The second factor makes the picture still worse. For many sub-prime borrowers, these financial horrors have been compounded by seeing their repayments leap just as the US housing market boom hit the buffers. Tens of thousands who were already struggling to service their loans had resorted to refinancing, taking on still more debt at disadvantageous terms. But with falling house prices in some areas now pushing these overstretched people into negative equity, the lenders’ doors are barred. Repossessions and forced sales of homes are rising sharply.
It is plain that the social consequences of all of this are as grim as they are scandalous. Yet many US analysts appear excessively relaxed about the wider fallout for a slowing American economy, arguing that the scale of the sub-prime market means that any spillover effects will be slight.

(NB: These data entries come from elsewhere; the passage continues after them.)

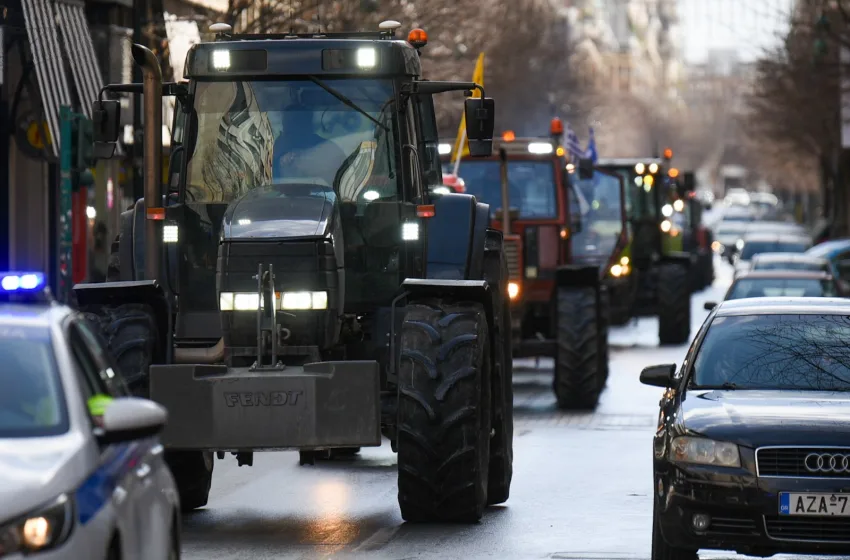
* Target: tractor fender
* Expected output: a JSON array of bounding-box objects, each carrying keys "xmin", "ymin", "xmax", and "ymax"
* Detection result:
[
  {"xmin": 401, "ymin": 278, "xmax": 494, "ymax": 325},
  {"xmin": 425, "ymin": 194, "xmax": 490, "ymax": 280},
  {"xmin": 74, "ymin": 280, "xmax": 170, "ymax": 354},
  {"xmin": 658, "ymin": 251, "xmax": 691, "ymax": 268},
  {"xmin": 555, "ymin": 264, "xmax": 600, "ymax": 288}
]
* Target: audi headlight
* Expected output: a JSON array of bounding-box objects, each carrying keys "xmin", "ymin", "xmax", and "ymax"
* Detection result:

This looks about as complacent as the thoughtless lenders who are now going to the wall. Not only is it clear that the sub-prime crisis is going to get a whole lot worse before it runs its course, but the potential for a domino effect hitting large parts of the United States’s housing market, and the wider economy, looks rather greater.
The sub-prime market mushroomed over the past five years, so that by last year it accounted for almost a quarter of new mortgages, worth about $665 billion. That’s up from 10 per cent of loans, worth some $200 billion, in 2001.

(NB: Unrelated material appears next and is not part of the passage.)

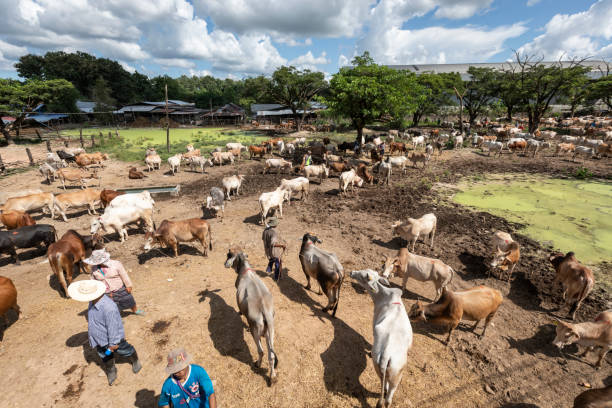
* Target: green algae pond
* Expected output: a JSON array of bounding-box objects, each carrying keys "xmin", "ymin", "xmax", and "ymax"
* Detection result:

Analysis by Paul Dales, of Capital Economics, notes that the percentage of sub-prime mortgages now in persistent arrears has climbed to more than 13 per cent, from 10.3 per cent at the end of 2004, while default rates have risen to 4.5 per cent of sub-prime loans. As Mr Dales suggests, arrears and defaults are likely to climb more steeply, as many sub-prime mortgages have yet to reset to higher interest-rate levels. And the problems will almost certainly be compounded by weakening economic conditions, as well as falling house prices in some regions that will push more borrowers into the trap of negative equity.
The threat of wider, knock-on consequences will then escalate if forced auctions of repossessed homes drive up the supply of houses for sale just as housing demand is curtailed both by a faltering economy and (inevitably) the greatly reduced availability of sub-prime loans.
An excess of property and a drop in demand will put more downward pressure on US house prices, deepening the slump in the property market. In turn, the impact could then be felt on consumer demand, since American homeowners have for years relied on cashing in on the previously rising value of their homes to finance their high-spending habits.
Sanguine observers believe that the sub-prime market is too small to have such a big impact. But Capital’s analysis highlights a detailed study by the US Centre for Responsible Lending which estimates that 20 per cent of sub-prime mortgages made in the past two years could end in defaults — meaning an extra 600,000 US homes could be put up for sale: a rise of 15 per cent compared with the total size of the market in January.
Factoring in lower demand, in the event of sub-prime loans completely drying up, Mr Dales calculates that — in a possible worst-case scenario — the sub-prime meltdown could end up with ten months’ supply of homes on the US property market, up from about six months’ supply now: enough to trigger significant price drops.
Even if things do not get quite this bad, what is increasingly clear is that the parable of the sub-prime lender is not one that will have a happy ending.